I am interested to hear if anyone has got any feedback on Kamikaze rods from Blue Water Fishing Downunder? I am looking at a baitcaster to replace my Sic Stick which recently snapped. They are reasonably priced and apparently designed by Larry Lockwood a rod builder from Darwin.

http://stores.bluewaterfishingdownunder.com.au


----------



## Yippy (Apr 24, 2012)

Obviously nobodies ever bought one of these rods. Anyway, got myself a Pleuger Trion to match up with the Curado. Due to no responses from AKFF members, weighed up apparent savings against potential regret due to unknown quality. Hope the Trion performs and vindicates the decision made for $99.


----------



## Yippy (Apr 24, 2012)

Obviously nobodies ever bought one of these rods. Anyway, got myself a Pleuger Trion to match up with the Curado. Due to no responses from AKFF members, weighed up apparent savings against potential regret due to unknown quality. Hope the Trion performs and vindicates the decision made for $99.


----------



## Guest (Jun 26, 2012)

The Trions are a get rod for the money


----------



## skorgard (Oct 6, 2007)

With a name that means "use once then bust" it may not be surprising that they are not big sellers...


----------



## rino88 (Sep 10, 2011)

I've bought a few blade lure of these guys and their service has been slow at best, 2 weeks to get a pack of lures from Melbourne to Brisbane... :? Their rods look fairly average too...wouldn't touch them.

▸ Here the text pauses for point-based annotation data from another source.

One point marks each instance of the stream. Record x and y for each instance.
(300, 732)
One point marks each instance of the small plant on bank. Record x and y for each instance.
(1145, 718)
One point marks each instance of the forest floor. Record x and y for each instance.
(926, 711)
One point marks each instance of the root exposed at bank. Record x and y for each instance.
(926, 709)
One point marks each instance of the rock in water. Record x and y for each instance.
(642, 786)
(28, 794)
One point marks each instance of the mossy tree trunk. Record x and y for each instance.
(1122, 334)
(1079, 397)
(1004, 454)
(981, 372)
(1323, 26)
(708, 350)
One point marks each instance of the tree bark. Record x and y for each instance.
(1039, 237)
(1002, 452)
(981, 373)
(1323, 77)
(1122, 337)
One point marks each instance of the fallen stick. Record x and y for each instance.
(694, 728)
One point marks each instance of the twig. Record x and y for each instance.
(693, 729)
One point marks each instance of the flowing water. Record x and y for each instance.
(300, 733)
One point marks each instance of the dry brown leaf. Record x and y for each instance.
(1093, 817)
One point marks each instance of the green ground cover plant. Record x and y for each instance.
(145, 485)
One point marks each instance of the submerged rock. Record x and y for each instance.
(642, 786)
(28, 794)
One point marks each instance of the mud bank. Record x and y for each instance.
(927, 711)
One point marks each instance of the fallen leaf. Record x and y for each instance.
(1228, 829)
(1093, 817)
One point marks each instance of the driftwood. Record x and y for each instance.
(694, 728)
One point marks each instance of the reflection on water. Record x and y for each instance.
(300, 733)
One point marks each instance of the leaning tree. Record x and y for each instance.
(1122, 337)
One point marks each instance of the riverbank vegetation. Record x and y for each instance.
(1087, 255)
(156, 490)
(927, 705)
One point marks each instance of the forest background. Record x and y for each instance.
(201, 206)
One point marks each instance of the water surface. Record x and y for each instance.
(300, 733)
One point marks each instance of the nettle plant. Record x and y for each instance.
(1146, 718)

Due to my pay cheques being low I've been buying a few rods off Premium Fishing (Pelagic) on their eBay store, been picking up IM6 Graphite rods for around $30 delivered  Awesome service, great prices and a good product for the price. The rods have been performing really well, caught plenty of fish on them and they've not let me down at all.

Here's a few links to the ones I've recently purchased _(I have no association with this company FYI)_, they auction them off starting at *$0.99* which is awesome -

http://www.ebay.com.au/itm/PELAGIC-PRO- ... 018wt_1080

http://www.ebay.com.au/itm/PELAGIC-PRO- ... 018wt_1080

Cheers!


----------